Melanie McDonagh Melanie McDonagh

Serious concerns

As two new shows reveal (at the House of Illustration and Chris Beetles Gallery), he was much more than just a children’s illustrator

issue 19 November 2016

It’s funny, isn’t it, how a dust jacket on a book can draw you to it from the other end of a room — always supposing the illustration is by Edward Ardizzone. In fact, is there anything more suggestive of delight than a book illustrated by him? It’s the Midas touch even for unprepossessing authors. The exhibition of his work at the House of Illustration finishes off with a wall lined with them: The Little Grey Men, Jim at the Corner, Italian Peepshow, Johnny’s Bad Day, Eleanor Farjeon’s Book… you’ll recognise lots.

And there’s something utterly distinctive about every one: the boy’s upturned nose, the rounded line of a motherly woman’s bottom — he’s good at soft women’s lines; the tapering narrow shins of two children in Edwardian dress; the curve of a dragonfly’s body over a pool where a dwarf with a wooden leg sits fishing. Just a line, usually a curved line, but evocative of a delicacy and humanity that characterised everything — well, nearly everything — he ever drew. Actually, there’s a dragon in this exhibition that he did when he was a boy, and it’s reminiscent of the feisty, fierce one in what is, I stoutly maintain, his masterwork: The Land of Green Ginger, Noel Langley’s wonderful tale of dragons and djinns and an enchanted island that was never in the same place twice.

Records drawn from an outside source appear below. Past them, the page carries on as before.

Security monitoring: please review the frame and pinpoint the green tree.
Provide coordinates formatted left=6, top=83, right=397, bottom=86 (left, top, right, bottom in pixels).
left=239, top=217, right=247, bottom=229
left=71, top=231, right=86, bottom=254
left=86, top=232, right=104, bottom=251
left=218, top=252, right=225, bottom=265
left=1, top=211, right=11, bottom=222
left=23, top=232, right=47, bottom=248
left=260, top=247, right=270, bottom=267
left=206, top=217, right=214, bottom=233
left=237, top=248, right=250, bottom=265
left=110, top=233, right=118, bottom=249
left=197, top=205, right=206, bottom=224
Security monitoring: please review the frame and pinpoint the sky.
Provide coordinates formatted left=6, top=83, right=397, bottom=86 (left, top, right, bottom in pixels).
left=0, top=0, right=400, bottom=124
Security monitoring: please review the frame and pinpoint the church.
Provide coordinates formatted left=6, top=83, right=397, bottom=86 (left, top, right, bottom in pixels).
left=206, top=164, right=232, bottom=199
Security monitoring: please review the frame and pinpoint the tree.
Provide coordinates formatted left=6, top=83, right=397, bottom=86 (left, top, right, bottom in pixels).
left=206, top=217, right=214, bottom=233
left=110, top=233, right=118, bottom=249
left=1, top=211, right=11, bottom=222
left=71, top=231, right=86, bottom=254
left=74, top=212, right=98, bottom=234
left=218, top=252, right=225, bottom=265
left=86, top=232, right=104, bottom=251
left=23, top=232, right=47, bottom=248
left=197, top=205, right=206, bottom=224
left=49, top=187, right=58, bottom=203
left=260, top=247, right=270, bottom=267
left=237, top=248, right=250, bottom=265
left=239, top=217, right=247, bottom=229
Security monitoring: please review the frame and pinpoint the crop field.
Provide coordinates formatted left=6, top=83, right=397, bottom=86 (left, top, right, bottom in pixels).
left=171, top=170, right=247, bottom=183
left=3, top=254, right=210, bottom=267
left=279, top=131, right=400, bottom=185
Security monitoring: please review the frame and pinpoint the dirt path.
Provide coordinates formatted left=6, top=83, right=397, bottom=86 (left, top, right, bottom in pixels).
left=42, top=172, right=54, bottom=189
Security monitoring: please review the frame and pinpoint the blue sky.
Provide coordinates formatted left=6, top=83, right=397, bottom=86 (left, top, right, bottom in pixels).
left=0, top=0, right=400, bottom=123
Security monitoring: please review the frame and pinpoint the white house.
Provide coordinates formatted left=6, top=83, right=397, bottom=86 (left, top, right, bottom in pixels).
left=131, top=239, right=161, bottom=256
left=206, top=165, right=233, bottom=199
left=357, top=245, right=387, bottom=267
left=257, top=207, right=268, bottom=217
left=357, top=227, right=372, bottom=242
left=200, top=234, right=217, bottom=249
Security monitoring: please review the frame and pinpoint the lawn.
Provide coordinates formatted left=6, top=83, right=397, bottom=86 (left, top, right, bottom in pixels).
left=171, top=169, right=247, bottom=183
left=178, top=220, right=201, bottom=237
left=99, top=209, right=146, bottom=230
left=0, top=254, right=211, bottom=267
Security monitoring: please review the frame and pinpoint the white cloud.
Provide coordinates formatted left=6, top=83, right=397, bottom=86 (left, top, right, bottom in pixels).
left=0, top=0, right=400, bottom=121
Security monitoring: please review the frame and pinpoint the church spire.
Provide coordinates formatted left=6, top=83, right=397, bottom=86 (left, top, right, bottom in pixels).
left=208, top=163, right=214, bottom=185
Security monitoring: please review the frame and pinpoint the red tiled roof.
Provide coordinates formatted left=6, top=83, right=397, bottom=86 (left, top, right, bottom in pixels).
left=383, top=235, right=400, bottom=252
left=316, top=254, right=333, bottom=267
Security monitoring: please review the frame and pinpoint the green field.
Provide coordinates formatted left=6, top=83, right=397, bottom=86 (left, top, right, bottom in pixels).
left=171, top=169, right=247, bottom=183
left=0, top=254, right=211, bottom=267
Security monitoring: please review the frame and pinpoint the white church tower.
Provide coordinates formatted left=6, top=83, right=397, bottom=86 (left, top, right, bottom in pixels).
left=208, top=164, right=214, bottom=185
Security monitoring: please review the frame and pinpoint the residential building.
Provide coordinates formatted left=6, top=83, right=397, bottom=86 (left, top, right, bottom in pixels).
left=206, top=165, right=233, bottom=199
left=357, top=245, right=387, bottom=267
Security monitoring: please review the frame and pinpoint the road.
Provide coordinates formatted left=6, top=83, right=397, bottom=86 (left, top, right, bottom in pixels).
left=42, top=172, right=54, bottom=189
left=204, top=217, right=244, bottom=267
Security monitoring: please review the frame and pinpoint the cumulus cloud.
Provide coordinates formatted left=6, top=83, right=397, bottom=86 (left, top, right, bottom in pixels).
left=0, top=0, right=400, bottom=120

And of course there are illustrations from the books for which he’s probably best known, the Tim and Ginger series, which he wrote as well as illustrated — he did 17 books as author and illustrator — but the exhibition isn’t just about the children’s books.

That’s the point.

Actually, I feel rather embarrassed now that I only ever associated Edward Ardizzone with children’s stories — which Puffin, to their infinite credit, are still producing (check out The Little Girl and the Tiny Doll).